How Much Is That Going to Cost?

     Gracie had been a member of our family for over six months and still didn’t get the house-training thing.  When she had to go, she mostly did it on the floor.  Knowing it was something that caused me to go into a soft rage, she started doing it secretly.  Random yellow spots were showing up mysteriously on the white carpet under the coffee table and behind the chairs in corners.  Every time we discovered a new stain Gary reminded me of the cost of the carpet.  
      The Money Pit with Tom Hanks and Shelley Long was one of my favorite comedies of all time.  But what I wasn’t finding amusing was the connection we were starting to make with that movie, as we began to fix what was broken in our new bargain home. 
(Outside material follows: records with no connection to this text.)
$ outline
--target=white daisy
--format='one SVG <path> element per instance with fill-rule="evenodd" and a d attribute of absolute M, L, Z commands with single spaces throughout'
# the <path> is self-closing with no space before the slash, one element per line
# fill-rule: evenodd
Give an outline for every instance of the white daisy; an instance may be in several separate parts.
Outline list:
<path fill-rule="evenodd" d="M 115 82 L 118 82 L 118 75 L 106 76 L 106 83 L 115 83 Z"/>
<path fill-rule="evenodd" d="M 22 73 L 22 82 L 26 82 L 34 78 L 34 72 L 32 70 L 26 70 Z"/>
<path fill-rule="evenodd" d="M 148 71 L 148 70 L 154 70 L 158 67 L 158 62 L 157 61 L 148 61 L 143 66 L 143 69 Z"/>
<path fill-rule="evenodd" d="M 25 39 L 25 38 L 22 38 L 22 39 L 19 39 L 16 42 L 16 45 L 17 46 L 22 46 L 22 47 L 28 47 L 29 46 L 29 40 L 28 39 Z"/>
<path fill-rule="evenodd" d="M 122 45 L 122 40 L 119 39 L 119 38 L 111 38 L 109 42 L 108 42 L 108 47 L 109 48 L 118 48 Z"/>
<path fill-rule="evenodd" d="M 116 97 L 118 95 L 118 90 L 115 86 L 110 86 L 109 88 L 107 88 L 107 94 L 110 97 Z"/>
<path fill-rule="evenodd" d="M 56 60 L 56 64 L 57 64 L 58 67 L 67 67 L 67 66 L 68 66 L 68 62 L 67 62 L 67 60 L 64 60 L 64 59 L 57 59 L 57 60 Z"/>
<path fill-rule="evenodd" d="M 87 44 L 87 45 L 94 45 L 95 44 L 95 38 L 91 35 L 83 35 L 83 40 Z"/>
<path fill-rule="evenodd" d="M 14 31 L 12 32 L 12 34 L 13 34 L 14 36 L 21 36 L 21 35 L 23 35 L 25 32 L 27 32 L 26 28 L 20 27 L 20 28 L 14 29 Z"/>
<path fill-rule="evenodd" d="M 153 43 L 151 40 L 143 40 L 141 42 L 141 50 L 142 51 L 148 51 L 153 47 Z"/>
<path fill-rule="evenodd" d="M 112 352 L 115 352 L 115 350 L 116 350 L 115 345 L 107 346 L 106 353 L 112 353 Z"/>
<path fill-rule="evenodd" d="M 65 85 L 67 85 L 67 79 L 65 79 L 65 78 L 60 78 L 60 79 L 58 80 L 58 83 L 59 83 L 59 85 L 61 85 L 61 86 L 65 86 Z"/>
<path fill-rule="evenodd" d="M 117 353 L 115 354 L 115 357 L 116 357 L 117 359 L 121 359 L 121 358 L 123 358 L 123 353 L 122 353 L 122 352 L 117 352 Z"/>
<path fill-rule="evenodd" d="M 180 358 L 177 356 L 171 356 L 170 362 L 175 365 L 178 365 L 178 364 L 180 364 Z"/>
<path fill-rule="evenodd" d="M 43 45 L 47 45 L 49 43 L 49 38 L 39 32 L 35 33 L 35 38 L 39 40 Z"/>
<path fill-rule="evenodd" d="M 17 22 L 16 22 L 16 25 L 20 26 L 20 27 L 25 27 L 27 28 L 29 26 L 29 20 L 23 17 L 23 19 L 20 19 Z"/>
     One of Gary’s biggest peeves was the mindless electrical wiring throughout the house and into the basement, apparently one of those West Virginia specials.  The kitchen switches turned the basement lights on and the living room switch turned the kitchen light on. After all this time we weren’t quite sure what the basement switches were for.  It was a real mess, and would have to be rewired.  Gary’s words were sounding like a broken record.   “I wonder how much all this is going to cost…”
      I tossed my right foot over the gate that separated the kitchen and living room, careful not to spill my hot tea, and down I went. You’d think Gracie would be used to us falling all over the place, but away she ran cowering into her cage in the far side of the kitchen.
     “Ouch!”  I muttered.  Trying to keep from crying, and pulling myself up off the floor, I bit my lip and said softly, “Darn gate.”  After locking Gracie in her cage I started to clean up the shattered glass and tea that had made its way throughout two thirds of the kitchen and part of the living room.  Gary walked out from the bedroom slowly with his hands in his pockets.
    “Are you okay?” he asked.
    “I’m fine.” 
    “You need to be more careful.”
     Both of us were collecting bruises.   From the made-for-midgets carport to the makeshift gate that kept Gracie from destroying the house, our home had become a danger zone. 
     Early March winds lashed across the West Virginia hills causing spotted electrical outages around town. We were lucky that ours stayed on, but not so lucky when green shingles blew off the roof, scattering across the front yard, and rain was in the not too distant forecast.
     It seemed that no one was excited to tackle work in this wild and wonderful state, particularly in our location.  Whatever the case, good help was hard to find.  Gary made a few phone calls, then headed for the roof to put up a temporary covering before the bad weather hit.  He spent most of the night and early morning hours working through the howling winds and fierce raindrops, and when he finished, a blue tarp promised temporary safety from the nasty weather.  After four failed attempts at getting a roofer in, we were able to schedule one for three weeks.  We hoped the tarp would hold until then.   
     We had barely enough time to ask “What next?” when the heavy rains came and washed mounds of water and dirt down the hill and onto our cement porch.